I have seen the North Mumbai locality of Versova change from a near-barren, far-flung suburb -- which you had to reach not by roads but by pagdandis (pathways) -- to a bustling residential complex. Juhu beach was a walker's paradise. Once, from a distance, I could hear Gandhiji's pravachan as he addressed a gathering of thousands of people. I was too young then to be more than cursorily interested. When he was assassinated in 1948, I was shooting for Ziddi. We were shocked beyond words and instantly called for a pack-up.
What are your memories of India's first Independence Day?
Aah -- Independance Day. On August 15, 1947, after having a glass of beer at the Ritz hotel, I boarded the train from Churchgate. The train was all lit up and people were engrossed in listening to Pandit Jawaharlal Nehru's speech over the radio.
Who comprised the cream of society in the post-Independence era?

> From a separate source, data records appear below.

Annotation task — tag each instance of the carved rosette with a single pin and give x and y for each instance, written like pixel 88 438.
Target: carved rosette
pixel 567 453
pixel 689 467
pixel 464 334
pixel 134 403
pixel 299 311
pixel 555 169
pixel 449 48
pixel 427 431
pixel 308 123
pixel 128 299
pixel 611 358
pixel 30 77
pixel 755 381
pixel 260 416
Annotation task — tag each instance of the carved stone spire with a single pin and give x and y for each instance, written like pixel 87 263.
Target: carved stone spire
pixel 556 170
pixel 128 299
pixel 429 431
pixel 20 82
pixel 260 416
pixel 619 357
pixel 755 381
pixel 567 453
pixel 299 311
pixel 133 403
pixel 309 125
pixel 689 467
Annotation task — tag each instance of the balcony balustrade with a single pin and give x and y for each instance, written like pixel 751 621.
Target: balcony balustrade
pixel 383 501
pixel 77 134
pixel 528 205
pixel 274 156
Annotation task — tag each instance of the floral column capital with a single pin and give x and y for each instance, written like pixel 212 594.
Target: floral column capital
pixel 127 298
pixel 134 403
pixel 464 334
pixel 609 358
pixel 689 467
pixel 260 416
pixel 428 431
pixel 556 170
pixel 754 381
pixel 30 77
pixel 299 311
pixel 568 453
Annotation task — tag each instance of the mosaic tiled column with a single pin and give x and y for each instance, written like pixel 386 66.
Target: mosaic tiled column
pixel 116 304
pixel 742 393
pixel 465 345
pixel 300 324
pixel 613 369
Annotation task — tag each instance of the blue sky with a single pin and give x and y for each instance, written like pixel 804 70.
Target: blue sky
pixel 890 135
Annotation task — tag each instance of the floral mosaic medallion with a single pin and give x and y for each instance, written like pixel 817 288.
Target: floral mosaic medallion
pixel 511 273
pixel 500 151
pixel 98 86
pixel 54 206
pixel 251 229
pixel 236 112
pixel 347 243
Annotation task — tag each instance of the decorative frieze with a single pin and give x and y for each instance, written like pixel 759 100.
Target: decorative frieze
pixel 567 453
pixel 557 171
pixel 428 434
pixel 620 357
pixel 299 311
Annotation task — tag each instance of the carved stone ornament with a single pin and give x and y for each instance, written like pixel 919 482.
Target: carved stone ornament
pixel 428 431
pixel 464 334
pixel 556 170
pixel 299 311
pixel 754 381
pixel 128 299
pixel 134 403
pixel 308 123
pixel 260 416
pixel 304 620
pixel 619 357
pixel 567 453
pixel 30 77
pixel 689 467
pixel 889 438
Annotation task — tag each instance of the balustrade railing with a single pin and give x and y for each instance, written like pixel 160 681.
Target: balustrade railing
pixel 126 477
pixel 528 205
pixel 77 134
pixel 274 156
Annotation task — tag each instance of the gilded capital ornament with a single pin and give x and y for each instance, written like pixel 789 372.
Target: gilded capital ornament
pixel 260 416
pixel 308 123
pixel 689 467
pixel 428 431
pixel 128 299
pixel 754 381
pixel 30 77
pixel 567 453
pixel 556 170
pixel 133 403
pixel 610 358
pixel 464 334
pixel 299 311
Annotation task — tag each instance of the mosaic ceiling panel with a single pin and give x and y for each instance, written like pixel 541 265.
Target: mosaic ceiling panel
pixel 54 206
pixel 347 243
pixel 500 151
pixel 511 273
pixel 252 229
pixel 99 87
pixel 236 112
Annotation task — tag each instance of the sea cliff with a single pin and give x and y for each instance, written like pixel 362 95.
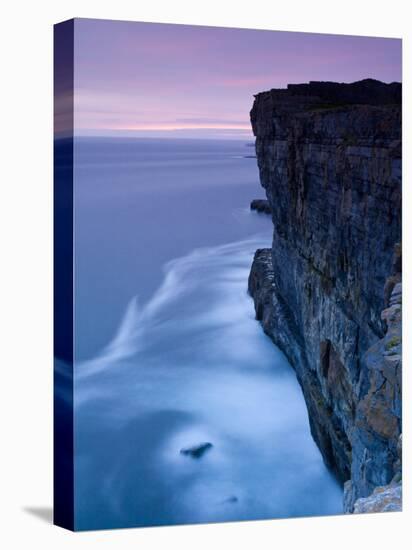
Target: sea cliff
pixel 329 290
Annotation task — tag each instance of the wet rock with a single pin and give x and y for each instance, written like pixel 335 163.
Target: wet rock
pixel 196 451
pixel 261 205
pixel 329 290
pixel 383 499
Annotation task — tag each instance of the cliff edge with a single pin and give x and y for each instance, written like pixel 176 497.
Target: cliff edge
pixel 328 292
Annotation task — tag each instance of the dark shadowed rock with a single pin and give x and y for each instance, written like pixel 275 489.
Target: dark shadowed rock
pixel 261 205
pixel 196 451
pixel 329 158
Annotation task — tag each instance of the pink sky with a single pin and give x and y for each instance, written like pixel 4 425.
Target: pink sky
pixel 148 79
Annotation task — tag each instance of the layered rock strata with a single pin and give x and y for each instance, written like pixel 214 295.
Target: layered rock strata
pixel 329 158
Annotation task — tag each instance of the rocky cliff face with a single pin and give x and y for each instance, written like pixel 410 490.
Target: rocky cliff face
pixel 329 158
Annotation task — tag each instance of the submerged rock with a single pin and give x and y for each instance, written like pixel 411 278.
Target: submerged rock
pixel 231 500
pixel 261 205
pixel 196 451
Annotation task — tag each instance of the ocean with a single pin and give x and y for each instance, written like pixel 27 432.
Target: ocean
pixel 168 353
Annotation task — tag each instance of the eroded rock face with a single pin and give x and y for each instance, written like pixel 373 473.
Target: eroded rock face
pixel 383 499
pixel 329 158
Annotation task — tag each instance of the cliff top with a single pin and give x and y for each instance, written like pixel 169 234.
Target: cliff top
pixel 363 92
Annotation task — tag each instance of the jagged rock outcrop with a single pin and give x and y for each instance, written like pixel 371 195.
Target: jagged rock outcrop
pixel 261 205
pixel 329 158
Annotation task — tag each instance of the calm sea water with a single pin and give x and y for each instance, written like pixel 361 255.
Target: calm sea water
pixel 168 352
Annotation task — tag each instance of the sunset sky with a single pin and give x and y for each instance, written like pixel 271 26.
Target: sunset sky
pixel 154 80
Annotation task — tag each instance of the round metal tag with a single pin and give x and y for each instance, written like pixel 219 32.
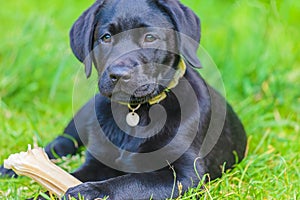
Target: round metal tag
pixel 132 119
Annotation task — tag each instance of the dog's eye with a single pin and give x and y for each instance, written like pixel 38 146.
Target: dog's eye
pixel 106 38
pixel 150 38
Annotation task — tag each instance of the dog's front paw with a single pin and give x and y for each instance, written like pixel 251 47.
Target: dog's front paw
pixel 86 191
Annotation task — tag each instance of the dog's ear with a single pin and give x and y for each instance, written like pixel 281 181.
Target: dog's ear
pixel 188 27
pixel 81 36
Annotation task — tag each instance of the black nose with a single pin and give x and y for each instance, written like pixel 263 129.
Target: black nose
pixel 117 75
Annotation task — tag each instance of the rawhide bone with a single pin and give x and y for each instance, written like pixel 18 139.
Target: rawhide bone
pixel 35 164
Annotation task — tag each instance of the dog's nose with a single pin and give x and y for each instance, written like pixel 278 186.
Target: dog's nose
pixel 119 75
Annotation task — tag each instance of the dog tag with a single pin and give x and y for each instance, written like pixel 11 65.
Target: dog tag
pixel 132 119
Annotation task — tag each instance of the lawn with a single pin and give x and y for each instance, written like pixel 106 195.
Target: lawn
pixel 255 45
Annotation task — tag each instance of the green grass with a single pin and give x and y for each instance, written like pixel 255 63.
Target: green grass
pixel 255 45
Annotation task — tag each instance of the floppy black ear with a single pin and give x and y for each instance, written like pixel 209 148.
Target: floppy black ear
pixel 188 26
pixel 81 36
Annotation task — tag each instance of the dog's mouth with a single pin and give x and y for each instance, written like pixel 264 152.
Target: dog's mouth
pixel 141 95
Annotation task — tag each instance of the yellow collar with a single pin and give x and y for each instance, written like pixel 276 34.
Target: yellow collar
pixel 178 75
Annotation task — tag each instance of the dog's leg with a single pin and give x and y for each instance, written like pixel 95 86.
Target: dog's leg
pixel 94 170
pixel 160 184
pixel 75 134
pixel 65 144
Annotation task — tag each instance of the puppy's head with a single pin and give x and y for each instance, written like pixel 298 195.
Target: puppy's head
pixel 135 45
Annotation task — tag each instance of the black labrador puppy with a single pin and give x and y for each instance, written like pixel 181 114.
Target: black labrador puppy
pixel 156 123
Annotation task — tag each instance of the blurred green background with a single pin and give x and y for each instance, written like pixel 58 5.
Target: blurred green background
pixel 255 45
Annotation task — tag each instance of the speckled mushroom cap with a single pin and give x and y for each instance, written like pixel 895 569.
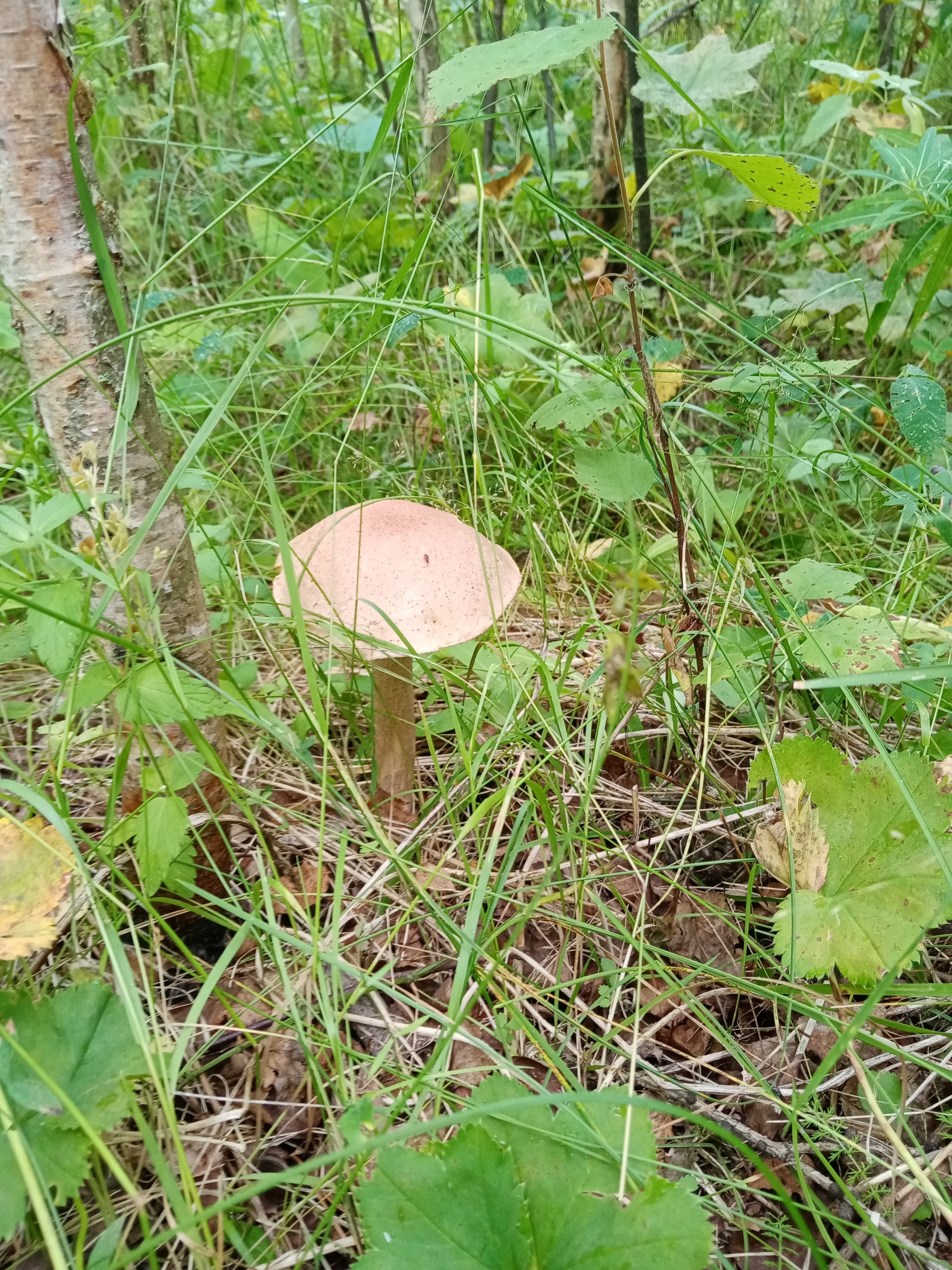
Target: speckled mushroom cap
pixel 437 581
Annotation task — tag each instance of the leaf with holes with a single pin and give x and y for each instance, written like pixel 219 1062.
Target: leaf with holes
pixel 919 406
pixel 581 407
pixel 852 645
pixel 614 475
pixel 709 73
pixel 885 885
pixel 771 178
pixel 527 54
pixel 815 579
pixel 82 1041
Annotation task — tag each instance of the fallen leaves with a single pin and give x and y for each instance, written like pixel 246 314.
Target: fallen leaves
pixel 808 844
pixel 503 186
pixel 35 871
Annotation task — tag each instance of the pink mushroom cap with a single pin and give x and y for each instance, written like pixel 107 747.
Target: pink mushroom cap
pixel 403 574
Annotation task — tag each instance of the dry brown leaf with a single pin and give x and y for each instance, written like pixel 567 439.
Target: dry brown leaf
pixel 592 270
pixel 668 380
pixel 35 871
pixel 697 931
pixel 305 885
pixel 808 844
pixel 366 421
pixel 503 186
pixel 869 119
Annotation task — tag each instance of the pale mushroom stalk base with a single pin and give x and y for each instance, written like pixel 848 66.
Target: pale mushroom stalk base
pixel 395 738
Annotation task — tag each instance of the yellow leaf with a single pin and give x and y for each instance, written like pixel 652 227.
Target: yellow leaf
pixel 35 869
pixel 668 379
pixel 808 844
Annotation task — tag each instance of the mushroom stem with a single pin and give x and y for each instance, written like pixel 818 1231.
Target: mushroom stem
pixel 395 737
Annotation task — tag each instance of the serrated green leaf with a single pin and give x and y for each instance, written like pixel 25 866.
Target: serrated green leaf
pixel 709 73
pixel 96 685
pixel 55 512
pixel 919 406
pixel 82 1041
pixel 852 645
pixel 771 178
pixel 814 579
pixel 60 1156
pixel 614 475
pixel 527 54
pixel 54 637
pixel 162 838
pixel 884 884
pixel 148 696
pixel 581 407
pixel 457 1208
pixel 14 642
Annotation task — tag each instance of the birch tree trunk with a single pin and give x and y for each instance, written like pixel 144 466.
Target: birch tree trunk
pixel 606 196
pixel 436 136
pixel 61 309
pixel 136 42
pixel 295 39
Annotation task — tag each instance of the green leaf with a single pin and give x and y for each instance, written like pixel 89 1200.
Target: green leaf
pixel 581 407
pixel 162 838
pixel 53 635
pixel 852 645
pixel 96 685
pixel 827 116
pixel 884 884
pixel 82 1041
pixel 527 54
pixel 148 696
pixel 459 1207
pixel 614 475
pixel 515 1193
pixel 9 339
pixel 814 579
pixel 709 73
pixel 16 642
pixel 55 512
pixel 771 178
pixel 919 406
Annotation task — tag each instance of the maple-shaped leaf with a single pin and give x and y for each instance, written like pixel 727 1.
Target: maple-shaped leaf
pixel 527 1190
pixel 709 73
pixel 82 1042
pixel 796 833
pixel 35 871
pixel 885 885
pixel 852 645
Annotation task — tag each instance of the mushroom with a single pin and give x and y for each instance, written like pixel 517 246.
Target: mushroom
pixel 399 573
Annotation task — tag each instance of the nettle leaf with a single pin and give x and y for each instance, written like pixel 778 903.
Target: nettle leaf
pixel 771 178
pixel 852 645
pixel 815 579
pixel 709 73
pixel 148 696
pixel 919 406
pixel 513 1193
pixel 581 407
pixel 55 635
pixel 614 475
pixel 527 54
pixel 884 884
pixel 82 1041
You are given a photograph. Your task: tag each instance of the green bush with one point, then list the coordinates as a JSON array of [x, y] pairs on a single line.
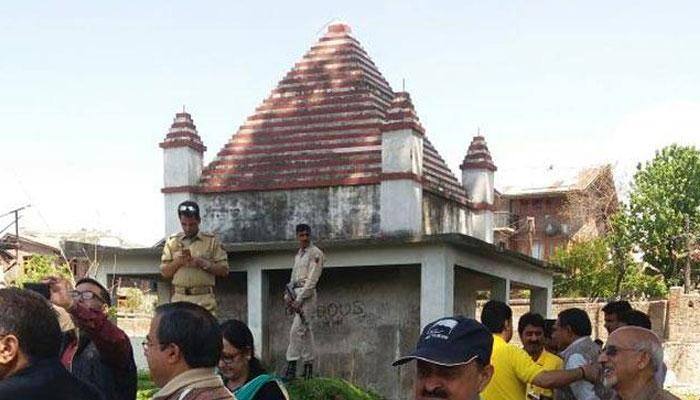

R K Karanjia came into the limelight after the World War II coverage in his newspaper, Blitz. Tata was the big industrialist. Sohrab Modi's elder brother, K K Modi, President of the Film Distributors' association and the owner of a chain of theatres, threw the best parties. Prithviraj Kapoor was a force to reckon with on stage. I saw him put up a regal performance in the play Pathan at Opera House.